# International Delta Flight Connecting at MSP



## SkyBlueWaters (Jan 22, 2014)

I'm getting nervous about the things I'm reading about Delta. We have an upcoming trip connecting at MSP. The departure has a layover of two hours and I'm not sure how we're connecting from local to international (flight to Vancouver) and how any hiccups would be handled by them.

The major concern is the return flight with a layover of only 56 minutes. If we have to go through customs at MSP, not sure we're going to make the connecting flight home. Anyone aware of the procedure of International flights coming in from Canada?

Thanks!


----------



## Poobah (Jan 22, 2014)

*Connecting*

I assume you are coming in on Delta from CHI.

MSP does not have an "International Terminal" per se, so you don't change terminals. I suspect they will want to see your passport when you check in in CHI  and they will check your bags through to Vancouver. When you arrive at MSP just go to the departure gate. They will probably re-check your passports when you board.

As to the return, I can't speak to that for a Canadian flight, but in general when you arrive you must clear Immigration, then collect your bags and go through Customs. Right outside Customs there is a baggage check where you recheck your bags for your flight back to CHI. There is an exit from the baggage check that dumps you out on the "G Concourse." You can then head to your departure gate.
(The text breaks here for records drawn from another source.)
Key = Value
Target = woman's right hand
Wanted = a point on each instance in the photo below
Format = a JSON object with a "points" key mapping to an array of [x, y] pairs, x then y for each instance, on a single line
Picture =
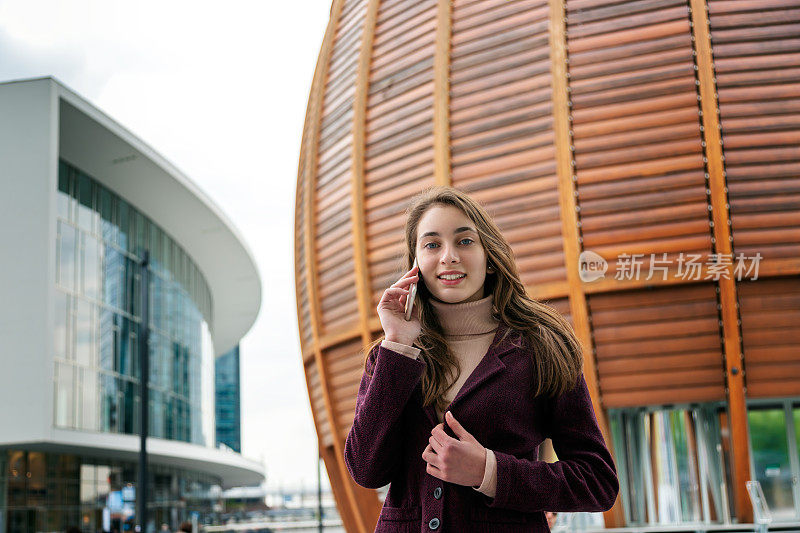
{"points": [[392, 311]]}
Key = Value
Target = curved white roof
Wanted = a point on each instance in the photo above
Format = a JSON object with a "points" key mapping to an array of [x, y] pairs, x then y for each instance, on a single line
{"points": [[95, 143]]}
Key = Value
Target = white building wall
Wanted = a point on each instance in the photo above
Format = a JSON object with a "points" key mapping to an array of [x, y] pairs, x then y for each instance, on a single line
{"points": [[28, 174]]}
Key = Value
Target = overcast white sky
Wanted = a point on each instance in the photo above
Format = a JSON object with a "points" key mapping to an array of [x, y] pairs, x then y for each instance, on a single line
{"points": [[220, 90]]}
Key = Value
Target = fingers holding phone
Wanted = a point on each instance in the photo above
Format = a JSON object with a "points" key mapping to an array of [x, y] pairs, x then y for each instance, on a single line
{"points": [[412, 293], [396, 303]]}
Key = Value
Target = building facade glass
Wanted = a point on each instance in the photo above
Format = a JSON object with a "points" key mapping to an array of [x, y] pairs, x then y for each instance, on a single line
{"points": [[99, 245], [673, 464], [53, 492], [227, 393]]}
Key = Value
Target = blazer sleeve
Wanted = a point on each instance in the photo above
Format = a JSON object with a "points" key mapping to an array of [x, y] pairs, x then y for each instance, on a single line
{"points": [[373, 447], [583, 479]]}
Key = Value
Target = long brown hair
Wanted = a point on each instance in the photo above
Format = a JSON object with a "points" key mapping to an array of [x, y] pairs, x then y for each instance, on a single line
{"points": [[555, 351]]}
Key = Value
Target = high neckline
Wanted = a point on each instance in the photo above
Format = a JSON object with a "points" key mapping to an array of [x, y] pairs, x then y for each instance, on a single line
{"points": [[466, 318]]}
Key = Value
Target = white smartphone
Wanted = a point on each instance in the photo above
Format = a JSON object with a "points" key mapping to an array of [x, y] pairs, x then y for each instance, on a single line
{"points": [[412, 293]]}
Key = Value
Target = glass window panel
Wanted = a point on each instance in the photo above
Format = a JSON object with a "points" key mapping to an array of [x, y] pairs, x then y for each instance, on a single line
{"points": [[123, 212], [88, 483], [67, 255], [86, 213], [62, 197], [141, 234], [92, 281], [134, 352], [771, 459], [89, 399], [106, 337], [84, 347], [125, 357], [113, 266], [796, 415], [61, 314], [155, 248], [108, 403], [107, 228], [65, 390]]}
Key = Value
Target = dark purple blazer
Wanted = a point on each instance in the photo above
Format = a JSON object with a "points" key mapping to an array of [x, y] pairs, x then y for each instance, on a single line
{"points": [[497, 406]]}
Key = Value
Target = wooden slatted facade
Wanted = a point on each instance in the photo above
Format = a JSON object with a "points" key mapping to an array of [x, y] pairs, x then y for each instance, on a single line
{"points": [[659, 127]]}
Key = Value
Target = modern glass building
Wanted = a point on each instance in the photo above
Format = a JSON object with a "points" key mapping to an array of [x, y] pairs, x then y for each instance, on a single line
{"points": [[227, 390], [82, 200]]}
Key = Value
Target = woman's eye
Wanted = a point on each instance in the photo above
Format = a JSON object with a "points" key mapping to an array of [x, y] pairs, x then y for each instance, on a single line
{"points": [[469, 241]]}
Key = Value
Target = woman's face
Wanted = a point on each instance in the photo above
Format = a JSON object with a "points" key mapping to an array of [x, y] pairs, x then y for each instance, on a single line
{"points": [[447, 241]]}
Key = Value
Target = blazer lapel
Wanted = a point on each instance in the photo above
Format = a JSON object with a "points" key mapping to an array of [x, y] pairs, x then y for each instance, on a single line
{"points": [[488, 367]]}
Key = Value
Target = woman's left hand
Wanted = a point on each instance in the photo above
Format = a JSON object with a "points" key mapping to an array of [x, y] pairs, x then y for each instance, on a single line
{"points": [[460, 460]]}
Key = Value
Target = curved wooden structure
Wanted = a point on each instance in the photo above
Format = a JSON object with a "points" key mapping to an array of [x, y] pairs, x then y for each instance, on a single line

The above is a general process for arrival into MSP from an international flight. If there are some exceptions for Canada, I can't speak to that. I do know that in some cases bags are checked all the way through, but I think that might be to another international flight. 

The 56 minute layover could be a little dicey depending on how things are in Immigration and Customs and where your departure gate is. Usually arrivals are spaced, but a late wide body can really goof things up.

Bottom line is I would call Delta and ask about the return flight.

Hope this helps.

Cheers,

Paul


----------



## tschwa2 (Jan 22, 2014)

Many airports in Canada offer pre-clearance where you basically go through customs before getting on the plane.  This is a list from the  Department of Homeland Security.

Unless you are on the last scheduled flight of the day, if you miss the connection they will just put you on the next flight.

Delta should be able to tell you if you will be clearing customs in Canada or in MSP.


----------



## Ken555 (Jan 22, 2014)

I can't remember if I've ever been on a flight from Canada where I did not clear US immigration at the departing airport. I know both Vancouver and Toronto offer this. In practical terms, this meant that when I arrived in the US it was the same as a domestic flight.


Sent from my iPad


----------



## SkyBlueWaters (Jan 22, 2014)

Thanks! I will check the link.


----------



## SkyBlueWaters (Jan 22, 2014)

tschwa2 said:


> Many airports in Canada offer pre-clearance where you basically go through customs before getting on the plane.  This is a list from the  Department of Homeland Security.
> 
> Unless you are on the last scheduled flight of the day, if you miss the connection they will just put you on the next flight.
> 
> Delta should be able to tell you if you will be clearing customs in Canada or in MSP.



Got it!

Vancouver Preclearance
Vancouver International Airport
International Terminal - Level 3
3161 Grant McConachie Way
Richmond, BC V7B 0A4
Port Director
Phone: (604) 278-3360

Thanks again for the link.


----------



## LannyPC (Jan 23, 2014)

Ken555 said:


> I can't remember if I've ever been on a flight from Canada where I did not clear US immigration at the departing airport. I know both Vancouver and Toronto offer this. In practical terms, this meant that when I arrived in the US it was the same as a domestic flight.



There are more Canadian airports that have this service:

http://en.wikipedia.org/wiki/United_States_border_preclearance

As the article mentions, it allows flights from Canada and other international airports with customs pre-clearance to land at American airports that don't have customs clearance facilities such as LGA or DCA.


----------



## memereDoris (Jan 26, 2014)

It should be easy.  We go through customs when we land in Edmonton.  It should be the same to Vancouver.  With Delta through MSP we have often had 50-60 minutes and had no problems.  The airport is an easy one to change gates at.

Avoid Toronto and Air Canada at all costs.  Flights through Toronto always put us into major delays.  They even misplaced my husband in his wheelchair once.  Delta has never been an issue.  Major weather issues are the only delays we've had with them and they had arranged another connecting flight before we even landed.  

When pushing a wheelchair or with young children, I would say it's too tight unless you are a very seasoned traveller.


----------